1
votes

Failed to place enough replicas: expected size is 1 but only 0 storage types can be selected (replication=1, selected=[], unavailable=[DISK], removed=[DISK], policy=BlockStoragePolicy

{HOT:7, storageTypes=[DISK], creationFallbacks=[], replicationFallbacks=[ARCHIVE]}

We have a scenario where there are multiple hdfs files being written (order of 500-1000 files - at most 10-40 such files written concurrently) -- we don't call close immediately on each file for every write -- but keep writing till end and then call close.

It seems that sometimes we get the above error - and the write fails. We have set hdfs retries to 10 - but that does not seem to help.
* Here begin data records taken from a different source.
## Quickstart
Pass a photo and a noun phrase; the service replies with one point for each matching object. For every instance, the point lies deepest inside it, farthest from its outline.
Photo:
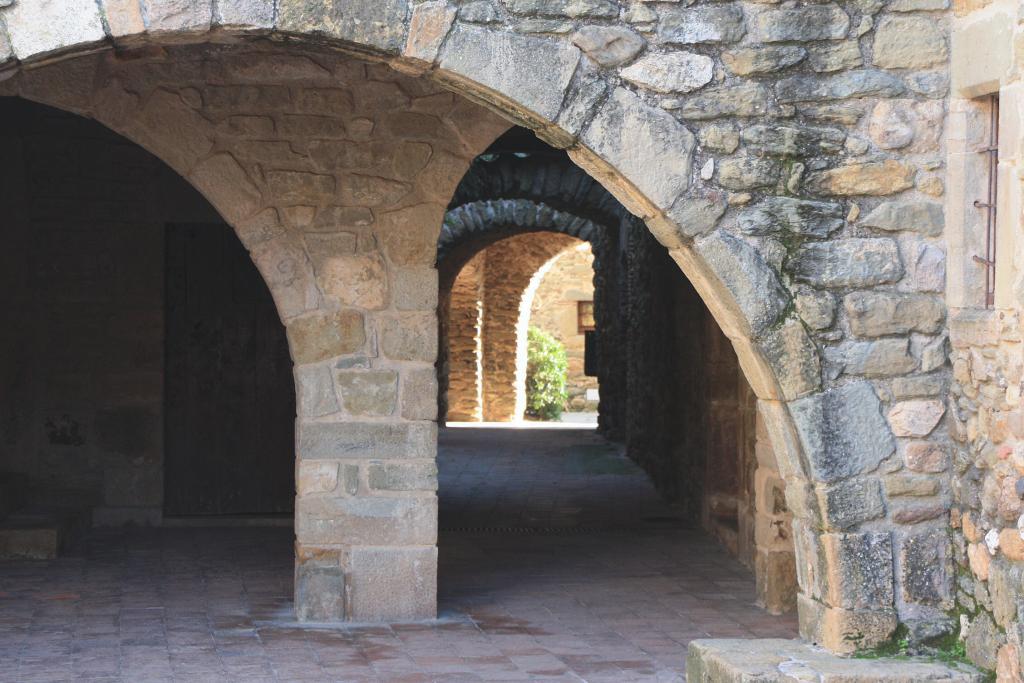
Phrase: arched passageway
(345, 235)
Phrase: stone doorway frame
(639, 153)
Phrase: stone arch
(825, 436)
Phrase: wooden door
(229, 397)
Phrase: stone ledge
(777, 660)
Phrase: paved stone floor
(558, 563)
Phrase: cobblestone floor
(558, 562)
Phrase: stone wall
(569, 280)
(984, 402)
(786, 156)
(82, 350)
We also increased dfs.datanode.handler.count to 200 - that did sometime helped but not always. a) Would increasing dfs.datanode.handler.count help here? even if 10 are written concurrently.. b) What should be done so that we don't get error at application level -- as such hadoop monitoring page indicates that disks are healthy - but from the warning message, it did seemed that sometimes disks were not available -- org.apache.hadoop.hdfs.server.blockmanagement.BlockPlacementPolicy: Failed to place enough replicas, still in need of 1 to reach 1 (unavailableStorages=[DISK], storagePolicy=BlockStoragePolicy

{HOT:7, storageTypes=[DISK], creationFallbacks=[], replicationFallbacks=[ARCHIVE]} , newBlock=true) All required storage types are unavailable: unavailableStorages=[DISK], storagePolicy=BlockStoragePolicy

Assuming that above happens only when we find failures to disks -- we also tried setting dfs.client.block.write.replace-datanode-on-failure.enable to false, so that for temporary failures, we don't get errors. But it does not seem to help either.

Any further suggestions here?

1

1 Answers

0
votes

In my case this was fixed by opening the firewall port 50010 for the datanodes (on Docker)